They are great but they aren't cheap if you are looking to buy the mother plants. They are one of those plants that can look lush (if you buy the giant mother plants) without the needed maintenance. I would have added crypts too but I won't say they are easier to plant and to prevent them from melting.


----------



## houseofcards (Mar 21, 2009)

helgymatt said:


> Great tank! It was easy to make the switch for me too! Red plants are nice for a while, but one gets tired of all the work. I'm curious how you dose this tank? I have similiar setup of plants and it gets about one dosing of EI every two weeks. Doing 50% water every two weeks. Ferns grow well for me with minimal fertilizer like this.

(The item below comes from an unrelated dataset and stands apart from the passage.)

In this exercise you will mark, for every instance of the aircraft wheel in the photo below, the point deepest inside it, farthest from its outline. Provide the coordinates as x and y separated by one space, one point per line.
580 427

Thanks yours isn't to shabby either:



helgymatt said:


> Love it - in this tank the narrow leaf was great! [censored]It's hard to beat a plant that grows so well and looks so good without hardly any trimming or special care. [censored]Same is true for anubias, ferns, etc...


My setup had 65x4 CFL lights with the 4 on for only 2 hours, so pretty good light at least for the burst so I was dosing a regular EI schedule. Party because of the Blyxa japonica in the background. One thing I'll say under good co2 and light these ferns grow pretty fast, but still much easier to maintain then Stems. I actually removed the stems and gone all lower light plants so I'll playing around now with dosing and lighting, probably cutting back some and see how it goes.


----------



## helgymatt (Dec 7, 2007)

houseofcards said:


> I actually removed the stems and gone all lower light plants so I'll playing around now with dosing and lighting, probably cutting back some and see how it goes.


I find that with plants like moss, crypts, ferns, anubias, etc you can go quite a while without much ferts till you see deficiency. The first thing I see is lighter color new growth on anubias.


----------